Estatal retoma projeto com italiana M&G

06/07/2006 | 00h00

A Petroquisa retomou na semana passada as negociações com o grupo italiano Mossi & Ghisolfi (M&G) para discutir a formação de uma parceria destinada a construir na área industrial do porto de Suape, em Pernambuco, uma unidade de ácido teraftálico purificado (PTA), matéria-prima para a fabricação de poliéster e de plástico para embalagens (PET). As divergências entre as duas parte tinham levado à interrupção do diálogo e a Petrobras estava buscando um novo parceiro tecnológico para o projeto, que tem como cliente potencial uma fábrica de PET/poliéster da M&G na mesma região.

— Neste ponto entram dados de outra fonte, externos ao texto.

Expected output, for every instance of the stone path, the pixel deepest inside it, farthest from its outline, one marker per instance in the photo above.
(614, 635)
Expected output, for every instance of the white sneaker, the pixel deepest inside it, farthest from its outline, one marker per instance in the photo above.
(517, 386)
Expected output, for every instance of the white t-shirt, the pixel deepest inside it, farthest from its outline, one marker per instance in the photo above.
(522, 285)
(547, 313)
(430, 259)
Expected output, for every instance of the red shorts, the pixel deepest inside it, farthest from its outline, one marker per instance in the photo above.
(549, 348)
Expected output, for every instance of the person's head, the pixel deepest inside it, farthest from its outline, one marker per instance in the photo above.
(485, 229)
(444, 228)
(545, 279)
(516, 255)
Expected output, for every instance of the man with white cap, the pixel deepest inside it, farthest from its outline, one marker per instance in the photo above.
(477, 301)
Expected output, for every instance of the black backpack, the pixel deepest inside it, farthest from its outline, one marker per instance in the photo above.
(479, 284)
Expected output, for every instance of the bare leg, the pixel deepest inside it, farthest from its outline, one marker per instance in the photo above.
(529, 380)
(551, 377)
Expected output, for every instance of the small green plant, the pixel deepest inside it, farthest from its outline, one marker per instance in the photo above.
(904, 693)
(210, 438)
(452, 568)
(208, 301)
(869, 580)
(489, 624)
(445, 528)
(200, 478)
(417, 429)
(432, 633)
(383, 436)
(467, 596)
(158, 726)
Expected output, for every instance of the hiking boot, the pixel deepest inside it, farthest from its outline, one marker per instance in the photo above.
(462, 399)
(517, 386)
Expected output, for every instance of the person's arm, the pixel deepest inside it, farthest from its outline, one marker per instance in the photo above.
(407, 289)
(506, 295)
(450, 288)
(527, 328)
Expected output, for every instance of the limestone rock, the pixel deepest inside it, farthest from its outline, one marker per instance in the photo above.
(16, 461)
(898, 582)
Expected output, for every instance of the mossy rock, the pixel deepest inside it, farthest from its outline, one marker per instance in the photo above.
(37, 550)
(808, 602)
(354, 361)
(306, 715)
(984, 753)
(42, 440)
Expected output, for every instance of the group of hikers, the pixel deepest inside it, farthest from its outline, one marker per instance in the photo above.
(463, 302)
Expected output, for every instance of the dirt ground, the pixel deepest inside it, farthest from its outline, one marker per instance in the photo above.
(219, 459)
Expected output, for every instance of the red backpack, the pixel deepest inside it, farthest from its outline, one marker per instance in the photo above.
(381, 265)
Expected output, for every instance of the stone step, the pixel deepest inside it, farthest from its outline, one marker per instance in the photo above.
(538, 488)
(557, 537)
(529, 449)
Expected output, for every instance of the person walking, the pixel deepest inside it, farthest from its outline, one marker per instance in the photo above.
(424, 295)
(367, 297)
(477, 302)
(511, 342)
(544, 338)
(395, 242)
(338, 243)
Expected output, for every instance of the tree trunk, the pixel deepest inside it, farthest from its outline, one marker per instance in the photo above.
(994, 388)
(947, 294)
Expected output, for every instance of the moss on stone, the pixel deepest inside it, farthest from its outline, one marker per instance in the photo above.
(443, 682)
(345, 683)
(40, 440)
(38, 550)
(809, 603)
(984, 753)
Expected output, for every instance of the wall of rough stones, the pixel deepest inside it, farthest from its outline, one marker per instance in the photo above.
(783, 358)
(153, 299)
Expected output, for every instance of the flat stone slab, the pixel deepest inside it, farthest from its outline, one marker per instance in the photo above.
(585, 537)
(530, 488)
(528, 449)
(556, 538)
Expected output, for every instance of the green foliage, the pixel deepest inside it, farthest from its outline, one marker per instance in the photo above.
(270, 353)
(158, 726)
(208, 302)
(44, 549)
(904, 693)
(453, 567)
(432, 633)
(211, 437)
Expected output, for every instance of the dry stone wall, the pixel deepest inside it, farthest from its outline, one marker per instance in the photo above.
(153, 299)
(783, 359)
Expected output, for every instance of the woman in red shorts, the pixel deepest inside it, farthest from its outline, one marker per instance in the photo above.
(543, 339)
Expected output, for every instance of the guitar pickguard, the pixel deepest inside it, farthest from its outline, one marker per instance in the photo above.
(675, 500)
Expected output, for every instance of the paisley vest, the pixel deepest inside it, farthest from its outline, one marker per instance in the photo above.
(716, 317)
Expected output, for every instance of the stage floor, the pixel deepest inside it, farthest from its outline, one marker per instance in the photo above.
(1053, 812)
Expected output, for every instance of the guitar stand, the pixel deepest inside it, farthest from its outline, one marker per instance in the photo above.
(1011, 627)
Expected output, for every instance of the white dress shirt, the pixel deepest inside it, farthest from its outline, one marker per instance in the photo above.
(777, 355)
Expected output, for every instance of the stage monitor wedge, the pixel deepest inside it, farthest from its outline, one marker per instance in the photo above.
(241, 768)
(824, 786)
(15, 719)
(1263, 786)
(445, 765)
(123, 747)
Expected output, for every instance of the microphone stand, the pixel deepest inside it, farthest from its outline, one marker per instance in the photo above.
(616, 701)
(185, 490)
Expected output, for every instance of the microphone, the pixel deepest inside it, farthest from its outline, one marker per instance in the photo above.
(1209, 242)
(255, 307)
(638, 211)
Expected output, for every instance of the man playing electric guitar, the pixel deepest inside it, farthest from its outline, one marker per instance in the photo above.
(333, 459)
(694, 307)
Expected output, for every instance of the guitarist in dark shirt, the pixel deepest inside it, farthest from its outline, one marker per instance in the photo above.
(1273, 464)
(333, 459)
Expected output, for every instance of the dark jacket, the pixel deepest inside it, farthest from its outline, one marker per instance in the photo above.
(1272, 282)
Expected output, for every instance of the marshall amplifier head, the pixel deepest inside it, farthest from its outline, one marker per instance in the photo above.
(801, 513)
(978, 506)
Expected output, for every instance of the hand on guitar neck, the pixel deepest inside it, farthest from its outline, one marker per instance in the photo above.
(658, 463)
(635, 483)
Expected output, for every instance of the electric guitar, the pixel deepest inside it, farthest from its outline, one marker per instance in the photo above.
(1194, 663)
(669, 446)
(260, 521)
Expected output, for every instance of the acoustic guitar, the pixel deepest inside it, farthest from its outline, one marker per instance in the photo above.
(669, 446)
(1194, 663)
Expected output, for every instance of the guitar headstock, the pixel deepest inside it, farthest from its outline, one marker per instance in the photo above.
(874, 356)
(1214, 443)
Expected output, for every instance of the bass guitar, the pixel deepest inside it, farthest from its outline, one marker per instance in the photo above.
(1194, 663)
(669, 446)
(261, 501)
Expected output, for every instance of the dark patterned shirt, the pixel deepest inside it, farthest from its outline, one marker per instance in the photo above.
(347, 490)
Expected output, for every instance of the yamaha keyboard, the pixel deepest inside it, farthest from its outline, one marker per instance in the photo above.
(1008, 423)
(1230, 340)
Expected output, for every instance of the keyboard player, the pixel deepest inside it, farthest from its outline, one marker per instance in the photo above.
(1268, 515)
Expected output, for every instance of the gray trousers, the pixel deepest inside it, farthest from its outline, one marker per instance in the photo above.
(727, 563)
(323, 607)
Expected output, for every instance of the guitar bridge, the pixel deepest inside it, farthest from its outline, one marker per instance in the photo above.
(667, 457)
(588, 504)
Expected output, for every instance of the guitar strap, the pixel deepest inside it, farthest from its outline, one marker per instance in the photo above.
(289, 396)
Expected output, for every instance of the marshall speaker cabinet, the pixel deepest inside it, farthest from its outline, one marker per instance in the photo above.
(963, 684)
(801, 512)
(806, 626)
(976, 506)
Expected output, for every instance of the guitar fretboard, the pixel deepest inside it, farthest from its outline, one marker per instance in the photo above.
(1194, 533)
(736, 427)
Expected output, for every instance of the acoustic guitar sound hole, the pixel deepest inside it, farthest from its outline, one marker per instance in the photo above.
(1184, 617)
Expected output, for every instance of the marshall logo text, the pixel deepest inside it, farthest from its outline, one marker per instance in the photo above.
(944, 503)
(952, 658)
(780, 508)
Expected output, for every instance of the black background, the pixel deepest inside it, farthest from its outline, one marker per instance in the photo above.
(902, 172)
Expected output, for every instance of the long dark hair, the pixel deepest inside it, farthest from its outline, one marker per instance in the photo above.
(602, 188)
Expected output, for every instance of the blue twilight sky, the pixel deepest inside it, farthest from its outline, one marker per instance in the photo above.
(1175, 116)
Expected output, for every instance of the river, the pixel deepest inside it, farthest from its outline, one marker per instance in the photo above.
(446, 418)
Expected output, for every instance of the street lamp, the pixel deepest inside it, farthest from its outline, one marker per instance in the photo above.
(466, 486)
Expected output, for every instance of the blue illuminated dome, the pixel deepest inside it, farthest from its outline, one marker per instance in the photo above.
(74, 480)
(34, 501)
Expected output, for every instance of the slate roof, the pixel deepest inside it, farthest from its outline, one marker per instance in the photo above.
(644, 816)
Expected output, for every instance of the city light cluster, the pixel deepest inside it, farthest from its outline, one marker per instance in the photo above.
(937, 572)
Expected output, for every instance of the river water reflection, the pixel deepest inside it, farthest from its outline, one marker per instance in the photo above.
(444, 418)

Em fevereiro deste ano a Petroquisa comunicou oficialmente ao mercado a decisão de entrar com uma participação de 40% em uma unidade de PTA em Pernambuco, cujo investimento total está estimado em US$ 490 milhões. A fábrica terá capacidade para produzir 550 mil toneladas anuais de PTA. Pelo desenho inicial, os outros 60% seriam divididos entre a M&G e a Citene (Companhia Integrada Têxtil do Nordeste), uma associação do grupo Vicunha com outras empresas do setor têxtil.

O fato novo surgido após a interrupção das conversas entre a Petrobras e o M&G foi a formação, pelos italianos, de um conselho consultivo no Brasil, que na semana passada fez uma visita diplomática ao novo presidente da Petroquisa, José Lima de Andrade Neto, comunicando a intenção do grupo internacional de retomar o diálogo em torno de projeto.

Andrade não forneceu os nomes dos conselheiros da M&G, mas disse que a Petrobras gostou da iniciativa porque a tendência natural do projeto seria de contar com a participação da multinacional.

"Isso não significa que não possamos discutir o assunto com outros interessados", ressaltou.

Outro investimento em parceria com participação de 40% da Petroquisa, a construção de uma unidade de polipropileno em Paulínia (SP) com a Braskem, não tem problema societário, mas enfrenta ainda espera licença ambiental. A previsão é investir US$ 220 milhões na unidade, que terá capacidade para produzir 300 mil toneladas anuais da resina.